Stephen Prothero’s newest book, God Is Not One: The Eight Rival Religions That Run the World–and Why Their Differences Matter, seeks to educate us all on the world’s great religions.
One of his more important points is method: How do we analyze another religion? The fundamental problem is that we tend to analyze it through the lens of our own religion or beliefs. So, even calling other religions “religion” at times creates a problem.
Which is the case with Confucianism. The essence of Confucianism is about a Way of Life through ren and li, or through human-heartedness/compassion/love, etc and orderliness or propriety — learning to be the sort of person you should be and observing behaviors according to where you are and what you are to do.
What have you read in Confucianism? Do you see signs of Confucianism? Where? Do you consider Confucianism a religion? What do you think are Confucianism’s distinctives?

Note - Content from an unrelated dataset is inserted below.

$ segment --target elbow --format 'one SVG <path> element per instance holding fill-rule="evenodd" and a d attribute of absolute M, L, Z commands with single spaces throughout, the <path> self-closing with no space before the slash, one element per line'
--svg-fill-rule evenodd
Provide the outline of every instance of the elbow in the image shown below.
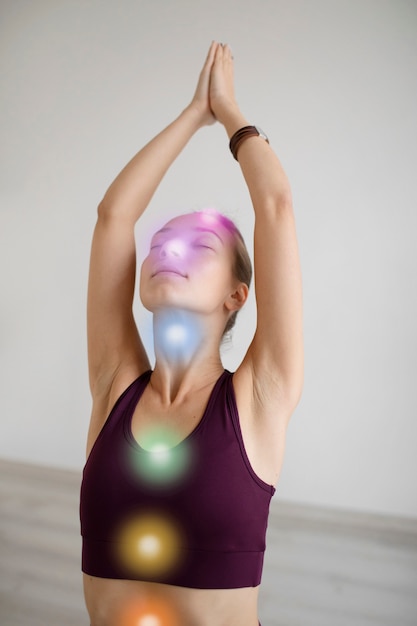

In other words, Confucianism’s most salient connection with Judaism and Christianity, something Prothero badly misses, is the Hebrew Wisdom tradition connected to Solomon. What emerges then is respect and reverence for tradition, devoting oneself humbly to education and learning, and a life of virtues that are shaped by interaction with others. Confucianism is anti-individualism.
Confucianism’s concerns are not classically religious for Western Christians: not so much into God or the afterlife, but instead into the current life and how to live out one’s heritage. Prothero likes the idea of Confucianism being a religious humanism.
Its problem is chaos; order is the solution; one finds order through education in the ancient wisdom and its virtues of ren and li. Hierarchical orders matter deeply.
He has a nice sketch of the life of Confucius, who lived at the time of the Greek philosophers and later Jewish prophets.
His sketch of Confucianism was much more sympathetic than was his sketch of Christianity.